A path is an array of segments, where each segment is an object key ('title'), an array index (0), or a keyed array reference ({_key: 'abc'}). It defaults to [], the value itself.

Patch builders

| Builder | Effect | | ------------------------------------- | ---------------------------------------------------------------------------------------- | | set(value, path) | Set the value at path | | setIfMissing(value, path) | Set the value at path only if nothing is there yet | | unset(path) | Remove the value at path | | insert(items, position, path) | Insert items 'before', 'after', or in place of ('replace') the element at path | | diffMatchPatch(current, next, path) | Apply the diff between two strings to the string at path |

inc and dec patches (increment or decrement the number at path by value) have no builder, so pass them as plain objects:

applyAll({count: 0}, [{type: 'inc', path: ['count'], value: 2}])
// => {count: 2}

With the Portable Text Editor

The editor's patch events each carry one of these patches.
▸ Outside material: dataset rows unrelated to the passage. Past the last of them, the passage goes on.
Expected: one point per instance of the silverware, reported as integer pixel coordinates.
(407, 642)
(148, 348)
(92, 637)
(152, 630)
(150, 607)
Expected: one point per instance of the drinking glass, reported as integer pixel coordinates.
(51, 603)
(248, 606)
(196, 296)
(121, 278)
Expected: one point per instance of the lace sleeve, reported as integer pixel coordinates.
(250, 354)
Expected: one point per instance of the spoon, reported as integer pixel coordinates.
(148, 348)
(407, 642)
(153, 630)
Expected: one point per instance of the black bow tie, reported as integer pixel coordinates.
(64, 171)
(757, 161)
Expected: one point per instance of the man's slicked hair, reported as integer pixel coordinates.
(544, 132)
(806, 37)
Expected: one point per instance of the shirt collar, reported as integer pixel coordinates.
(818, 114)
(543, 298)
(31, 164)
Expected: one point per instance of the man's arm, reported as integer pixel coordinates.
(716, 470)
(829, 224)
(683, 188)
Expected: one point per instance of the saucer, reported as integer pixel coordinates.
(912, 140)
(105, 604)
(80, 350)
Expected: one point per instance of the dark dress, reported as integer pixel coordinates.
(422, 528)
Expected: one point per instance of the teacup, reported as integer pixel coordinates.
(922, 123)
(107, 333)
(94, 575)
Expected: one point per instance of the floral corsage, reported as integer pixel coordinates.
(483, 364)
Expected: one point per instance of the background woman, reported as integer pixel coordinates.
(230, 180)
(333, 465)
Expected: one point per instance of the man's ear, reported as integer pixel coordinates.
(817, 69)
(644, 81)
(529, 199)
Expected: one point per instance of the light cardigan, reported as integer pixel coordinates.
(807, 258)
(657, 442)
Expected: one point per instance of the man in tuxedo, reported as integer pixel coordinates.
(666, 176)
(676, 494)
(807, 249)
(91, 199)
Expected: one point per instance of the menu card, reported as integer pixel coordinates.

Here is a full editor that keeps its own copy of the value by replaying those patches with applyAll, rendered live next to the editing surface:

import {
  defineSchema,
  EditorProvider,
  PortableTextEditable,
  type PortableTextBlock,
} from '@portabletext/editor'
import {EventListenerPlugin} from '@portabletext/editor/plugins'
import {applyAll} from '@portabletext/patches'
import {useState} from 'react'

const schemaDefinition = defineSchema({
  decorators: [{name: 'strong'}, {name: 'em'}],
})

export function Editor() {
  // Our own copy of the value, rebuilt from each patch the editor emits.
  const [value, setValue] = useState<Array<PortableTextBlock>>([])

  return (
    <EditorProvider initialConfig={{schemaDefinition}}>
      <EventListenerPlugin
        on={(event) => {
          if (event.type === 'patch') {
            // Redundant in a single app: the `mutation` event already carries
            // the finished `value`. This just shows `applyAll` on a real
            // patch stream.
            setValue((current) => applyAll(current, [event.patch]))
          }
        }}
      />
      <PortableTextEditable />
      <pre>{JSON.stringify(value, null, 2)}</pre>
    </EditorProvider>
  )
}

As the comment notes, this is redundant in a single app: the editor's mutation event already carries the finished value, so listen for that and use event.value instead. applyAll earns its place only when you have the patches but not the value, such as a server or secondary store replaying them onto its own copy.